Producing enough electricity to displace 140 billion gallons of gasoline would require burning the equivalent of an additional 600 million tons of coal over and above the 1 billion tons of coal that’s currently burned in power plants.

Or it would require building about 150 additional nuclear power plants over and above whatever number might be built as replacements for existing coal-fired power plants.

The Obama administration, a bit belatedly perhaps, seems to have figured all this out. Its embrace of nuclear power means it is prepared to deal seriously with the long-term consequences of the low-carbon energy policies it wants Congress to pass, which improves their chances of passage.

But what about the short term?

Nuclear power plants aren’t put up overnight — getting them approved and built is apt to take a decade or more — so in the meantime, how is a utility supposed to play the game of cap-and-trade, especially after it has maxed out on windmills and compact florescent bulbs?
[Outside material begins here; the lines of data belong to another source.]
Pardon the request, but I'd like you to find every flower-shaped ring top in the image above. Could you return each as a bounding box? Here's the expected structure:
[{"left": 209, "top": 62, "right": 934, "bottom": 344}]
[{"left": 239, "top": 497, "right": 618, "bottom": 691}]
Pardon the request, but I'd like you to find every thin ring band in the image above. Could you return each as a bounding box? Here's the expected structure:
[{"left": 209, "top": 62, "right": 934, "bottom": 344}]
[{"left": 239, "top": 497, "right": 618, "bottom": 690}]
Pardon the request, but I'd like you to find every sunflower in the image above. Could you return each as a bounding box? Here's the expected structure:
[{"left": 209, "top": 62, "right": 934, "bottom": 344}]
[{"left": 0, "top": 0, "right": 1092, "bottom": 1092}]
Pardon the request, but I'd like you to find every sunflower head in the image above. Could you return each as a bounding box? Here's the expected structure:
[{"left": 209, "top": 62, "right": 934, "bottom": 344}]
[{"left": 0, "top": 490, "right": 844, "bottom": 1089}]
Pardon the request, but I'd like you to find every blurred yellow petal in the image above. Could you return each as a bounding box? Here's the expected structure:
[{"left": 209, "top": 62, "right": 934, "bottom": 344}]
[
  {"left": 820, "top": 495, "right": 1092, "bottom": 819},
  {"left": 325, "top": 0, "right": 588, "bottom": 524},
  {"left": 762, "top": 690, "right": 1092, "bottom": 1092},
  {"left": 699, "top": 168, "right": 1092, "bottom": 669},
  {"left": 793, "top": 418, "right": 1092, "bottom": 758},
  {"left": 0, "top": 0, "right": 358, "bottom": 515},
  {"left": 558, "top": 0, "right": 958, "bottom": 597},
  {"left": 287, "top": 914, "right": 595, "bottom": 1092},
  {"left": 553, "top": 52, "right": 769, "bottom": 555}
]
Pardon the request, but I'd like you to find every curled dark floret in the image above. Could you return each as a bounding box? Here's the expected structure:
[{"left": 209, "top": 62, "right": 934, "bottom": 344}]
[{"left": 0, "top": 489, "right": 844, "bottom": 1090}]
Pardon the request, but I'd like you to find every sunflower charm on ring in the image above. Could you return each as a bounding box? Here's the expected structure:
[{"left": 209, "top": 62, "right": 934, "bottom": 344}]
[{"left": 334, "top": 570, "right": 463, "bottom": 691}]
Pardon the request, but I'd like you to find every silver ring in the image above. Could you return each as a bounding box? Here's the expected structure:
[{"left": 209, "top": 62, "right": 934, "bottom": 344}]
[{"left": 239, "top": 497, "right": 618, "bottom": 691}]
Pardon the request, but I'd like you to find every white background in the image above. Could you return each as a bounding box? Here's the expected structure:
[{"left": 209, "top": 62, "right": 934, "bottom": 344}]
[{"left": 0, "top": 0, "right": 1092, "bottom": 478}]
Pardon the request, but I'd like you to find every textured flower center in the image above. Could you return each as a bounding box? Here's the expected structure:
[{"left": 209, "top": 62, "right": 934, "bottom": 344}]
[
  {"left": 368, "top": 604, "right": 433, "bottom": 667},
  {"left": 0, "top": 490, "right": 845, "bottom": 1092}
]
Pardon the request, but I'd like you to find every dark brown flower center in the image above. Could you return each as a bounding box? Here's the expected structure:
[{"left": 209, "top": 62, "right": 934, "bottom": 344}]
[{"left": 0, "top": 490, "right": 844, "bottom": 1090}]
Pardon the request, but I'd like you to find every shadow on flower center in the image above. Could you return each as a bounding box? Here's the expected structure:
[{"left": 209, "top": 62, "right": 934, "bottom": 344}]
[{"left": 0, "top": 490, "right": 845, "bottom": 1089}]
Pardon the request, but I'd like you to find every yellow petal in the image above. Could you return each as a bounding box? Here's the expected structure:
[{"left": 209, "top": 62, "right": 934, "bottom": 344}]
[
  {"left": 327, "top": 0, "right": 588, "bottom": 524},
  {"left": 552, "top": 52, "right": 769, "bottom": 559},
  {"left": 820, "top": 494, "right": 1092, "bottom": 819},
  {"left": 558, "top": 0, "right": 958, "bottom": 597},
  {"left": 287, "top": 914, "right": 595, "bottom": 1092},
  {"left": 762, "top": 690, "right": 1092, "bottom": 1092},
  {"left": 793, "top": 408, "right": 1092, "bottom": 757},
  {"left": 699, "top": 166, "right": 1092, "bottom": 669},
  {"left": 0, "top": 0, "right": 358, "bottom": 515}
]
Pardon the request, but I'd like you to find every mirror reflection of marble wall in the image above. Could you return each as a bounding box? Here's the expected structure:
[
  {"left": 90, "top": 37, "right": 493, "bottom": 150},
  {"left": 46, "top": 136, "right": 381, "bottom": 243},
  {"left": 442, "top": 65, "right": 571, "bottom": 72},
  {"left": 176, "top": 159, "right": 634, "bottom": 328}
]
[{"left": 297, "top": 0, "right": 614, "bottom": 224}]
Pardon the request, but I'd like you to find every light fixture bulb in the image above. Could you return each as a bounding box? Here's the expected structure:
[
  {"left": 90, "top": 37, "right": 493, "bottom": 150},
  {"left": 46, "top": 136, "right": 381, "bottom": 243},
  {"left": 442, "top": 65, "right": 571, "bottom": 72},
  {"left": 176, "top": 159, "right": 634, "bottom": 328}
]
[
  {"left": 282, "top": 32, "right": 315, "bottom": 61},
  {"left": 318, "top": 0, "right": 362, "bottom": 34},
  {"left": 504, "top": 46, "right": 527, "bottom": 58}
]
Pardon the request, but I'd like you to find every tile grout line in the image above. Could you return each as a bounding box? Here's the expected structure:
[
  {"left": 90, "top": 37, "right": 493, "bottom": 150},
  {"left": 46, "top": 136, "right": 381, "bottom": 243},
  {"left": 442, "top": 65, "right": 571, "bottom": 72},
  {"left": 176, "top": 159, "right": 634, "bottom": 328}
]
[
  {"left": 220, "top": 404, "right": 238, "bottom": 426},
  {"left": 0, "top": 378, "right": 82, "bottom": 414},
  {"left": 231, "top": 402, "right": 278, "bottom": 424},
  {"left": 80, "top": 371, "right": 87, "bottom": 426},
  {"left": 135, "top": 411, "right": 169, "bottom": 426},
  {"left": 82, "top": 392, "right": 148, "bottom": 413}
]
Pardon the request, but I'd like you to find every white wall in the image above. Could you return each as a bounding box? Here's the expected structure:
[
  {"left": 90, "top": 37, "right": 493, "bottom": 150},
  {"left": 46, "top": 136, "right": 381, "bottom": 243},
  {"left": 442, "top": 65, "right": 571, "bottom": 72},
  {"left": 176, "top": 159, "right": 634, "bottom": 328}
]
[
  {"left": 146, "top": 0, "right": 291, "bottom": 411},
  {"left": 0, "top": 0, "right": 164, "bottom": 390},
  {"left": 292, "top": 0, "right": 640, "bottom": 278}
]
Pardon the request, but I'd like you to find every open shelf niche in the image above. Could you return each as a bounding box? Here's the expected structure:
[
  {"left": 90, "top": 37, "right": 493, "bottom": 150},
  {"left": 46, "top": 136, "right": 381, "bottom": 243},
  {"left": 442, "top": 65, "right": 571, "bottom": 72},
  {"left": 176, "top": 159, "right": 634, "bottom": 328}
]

By substituting natural gas for coal, of course, which would cut its CO 2 emissions in half and keep them well under its carbon caps for years to come.

Thanks to horizontal drilling and hydraulic fracturing of gas-bearing shales, the country has at least a 50-year supply of natural gas, even if consumption doubles. And the necessary infrastructure for supplying natural gas to utilities is largely in place.

If utilities started burning it instead of coal, the result really would be a swift and major drop in CO 2 emissions from the utility sector.

And a long, grinding rise in electricity prices, even if utilities stay within their cap and trade limits. As of last week, a ton of coal mined in Wyoming’s Powder River Basin sold for $10.95 on the spot market. It takes about 17,000 cubic feet of natural gas to equal the energy in a ton of Powder River Basin coal. As of last October, the most recent month for which figures were available, the average price paid by electric utilities for natural gas was $5.02 per thousand cubic feet. That’s $85.34 worth of gas to replace a ton of $10.95 coal.

Whether Congress is prepared to swallow the implications of that bit of arithmetic remains to be seen.